Von Roland Stimpel
Außen an der neuen Stuttgarter Stadtbibliothek sieht man ein paar Hundert gleiche Rechtecke. Drinnen sieht man wohl ein paar Hundert Werke der philosophischen Oberschwaben Hegel und Heidegger. Die hat sich offenbar der Autor des örtlichen Blogs „german architects“ eingeschenkt, bevor er wie folgt vergeistigte: „Die klare Ordnung der Bibliothek negiert (scheinbar) Veränderung und macht so die Veränderung ihrer Umgebung sichtbar. Sie wirkt aber auch selbst verändernd – und hier nistet sich das Eigensinnige ein.“ Was nistet da? Bevor unser Blogphilosoph das verrät, kommt erst noch mal Eigensinn, dann aber der gurrende Absturz in den Alltag: „Die Idee des Gebäudes und seine Realität führen nämlich nicht nur zueinander kongruente Leben.
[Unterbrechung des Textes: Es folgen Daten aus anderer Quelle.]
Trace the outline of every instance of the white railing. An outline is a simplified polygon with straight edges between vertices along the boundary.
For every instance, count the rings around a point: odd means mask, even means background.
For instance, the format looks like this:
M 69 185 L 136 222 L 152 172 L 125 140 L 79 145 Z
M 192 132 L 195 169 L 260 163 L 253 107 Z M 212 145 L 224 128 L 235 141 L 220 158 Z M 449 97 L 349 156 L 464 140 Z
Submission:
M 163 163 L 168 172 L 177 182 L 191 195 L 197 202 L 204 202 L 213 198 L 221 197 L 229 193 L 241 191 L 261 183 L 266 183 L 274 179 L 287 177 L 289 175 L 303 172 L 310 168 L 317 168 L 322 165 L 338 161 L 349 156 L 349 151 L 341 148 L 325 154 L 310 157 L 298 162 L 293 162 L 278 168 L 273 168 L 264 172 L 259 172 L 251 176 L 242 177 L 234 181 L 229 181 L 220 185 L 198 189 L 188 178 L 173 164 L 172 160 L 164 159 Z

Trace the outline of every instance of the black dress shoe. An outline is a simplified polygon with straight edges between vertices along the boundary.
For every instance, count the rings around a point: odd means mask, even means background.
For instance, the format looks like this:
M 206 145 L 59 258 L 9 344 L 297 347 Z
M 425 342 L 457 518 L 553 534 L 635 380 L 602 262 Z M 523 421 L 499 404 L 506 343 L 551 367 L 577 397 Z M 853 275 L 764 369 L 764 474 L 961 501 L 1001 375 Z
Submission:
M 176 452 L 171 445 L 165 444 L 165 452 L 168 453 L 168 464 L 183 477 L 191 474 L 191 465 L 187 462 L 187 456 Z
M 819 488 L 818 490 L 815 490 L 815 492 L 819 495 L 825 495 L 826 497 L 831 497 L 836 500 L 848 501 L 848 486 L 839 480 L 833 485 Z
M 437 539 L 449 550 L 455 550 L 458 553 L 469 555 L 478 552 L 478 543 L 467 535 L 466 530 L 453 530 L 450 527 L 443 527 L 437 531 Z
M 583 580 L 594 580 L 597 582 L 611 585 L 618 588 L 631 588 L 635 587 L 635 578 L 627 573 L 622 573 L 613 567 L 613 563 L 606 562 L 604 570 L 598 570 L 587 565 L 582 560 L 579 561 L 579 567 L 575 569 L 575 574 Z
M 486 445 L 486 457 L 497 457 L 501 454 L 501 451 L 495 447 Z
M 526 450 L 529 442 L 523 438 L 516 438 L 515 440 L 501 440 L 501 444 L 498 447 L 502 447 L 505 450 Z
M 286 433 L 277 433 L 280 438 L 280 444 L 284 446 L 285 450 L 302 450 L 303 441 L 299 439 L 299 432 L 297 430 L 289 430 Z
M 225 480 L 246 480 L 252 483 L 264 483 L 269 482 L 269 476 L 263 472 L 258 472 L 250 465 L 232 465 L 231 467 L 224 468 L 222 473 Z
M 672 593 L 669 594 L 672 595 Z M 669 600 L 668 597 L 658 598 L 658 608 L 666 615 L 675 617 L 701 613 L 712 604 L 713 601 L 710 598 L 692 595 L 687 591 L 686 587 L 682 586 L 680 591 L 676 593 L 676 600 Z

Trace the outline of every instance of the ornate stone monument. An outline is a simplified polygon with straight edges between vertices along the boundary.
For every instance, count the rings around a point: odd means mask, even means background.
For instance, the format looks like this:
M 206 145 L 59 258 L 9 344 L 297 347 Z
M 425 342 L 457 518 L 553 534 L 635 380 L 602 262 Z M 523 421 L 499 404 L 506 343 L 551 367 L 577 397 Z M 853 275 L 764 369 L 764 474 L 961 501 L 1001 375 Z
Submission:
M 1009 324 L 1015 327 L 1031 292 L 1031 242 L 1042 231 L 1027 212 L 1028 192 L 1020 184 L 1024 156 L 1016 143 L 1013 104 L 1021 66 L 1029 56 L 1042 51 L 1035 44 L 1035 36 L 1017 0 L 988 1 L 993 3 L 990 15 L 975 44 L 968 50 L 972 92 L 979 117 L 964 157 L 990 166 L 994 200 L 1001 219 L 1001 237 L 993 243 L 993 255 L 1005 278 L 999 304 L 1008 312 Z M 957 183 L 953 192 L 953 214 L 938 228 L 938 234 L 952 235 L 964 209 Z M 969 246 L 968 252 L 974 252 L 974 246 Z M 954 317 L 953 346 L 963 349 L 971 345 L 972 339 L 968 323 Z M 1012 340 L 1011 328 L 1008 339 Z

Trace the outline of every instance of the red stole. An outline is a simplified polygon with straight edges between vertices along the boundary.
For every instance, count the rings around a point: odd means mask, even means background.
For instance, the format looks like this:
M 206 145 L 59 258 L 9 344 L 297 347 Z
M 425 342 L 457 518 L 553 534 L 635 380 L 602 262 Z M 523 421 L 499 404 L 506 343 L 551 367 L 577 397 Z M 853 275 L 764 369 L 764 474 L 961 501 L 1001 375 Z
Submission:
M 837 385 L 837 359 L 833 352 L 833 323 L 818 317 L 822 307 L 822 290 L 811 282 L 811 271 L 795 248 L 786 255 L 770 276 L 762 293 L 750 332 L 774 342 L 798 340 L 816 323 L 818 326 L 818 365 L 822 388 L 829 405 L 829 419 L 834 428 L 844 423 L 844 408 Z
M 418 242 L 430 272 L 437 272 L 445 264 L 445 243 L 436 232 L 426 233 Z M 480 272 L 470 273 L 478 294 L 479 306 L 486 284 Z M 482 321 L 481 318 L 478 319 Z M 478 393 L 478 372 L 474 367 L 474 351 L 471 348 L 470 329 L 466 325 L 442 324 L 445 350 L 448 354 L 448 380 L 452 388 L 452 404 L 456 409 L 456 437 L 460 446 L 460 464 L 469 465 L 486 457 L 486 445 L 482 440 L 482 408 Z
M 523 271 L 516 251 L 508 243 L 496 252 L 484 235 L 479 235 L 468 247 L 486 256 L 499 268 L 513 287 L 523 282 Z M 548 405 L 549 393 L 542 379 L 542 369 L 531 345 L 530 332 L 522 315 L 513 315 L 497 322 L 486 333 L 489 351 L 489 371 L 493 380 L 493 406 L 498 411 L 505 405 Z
Die offenen Fassadenfelder werden durch Netze vor Tauben geschützt werden müssen.“
Glückliches Stuttgart! Erstens mit solchen Kritikern. Zweitens, wenn seiner Bibliothek weiter nichts fehlt. Jüngere Medientempel folgen ja sonst gern dem Motto „form ignores function“. Unübertroffen ist Dominique Perraults Pariser Nationalbibliothek, die die lichtempfindlichen Bücher in Glastürmen stapelt, Leser und Angestellte dagegen im Keller vergräbt. Das macht zwar Norman Foster in Berlin nicht; bei ihm sitzt man unterm Glasdach. Dafür hört in der offenen Struktur jeder im Haus jeden anderen. Innen offen ist auch Berlins Universitätsbibliothek von Max Dudler. Und sie meldet auf ihrer Website: „Lautstärke stellt ein Problem dar, von dem Nutzer und Mitarbeiter tagtäglich betroffen sind.“ Neulich fand hier ein „Aktionstag gegen den Lärm“ statt.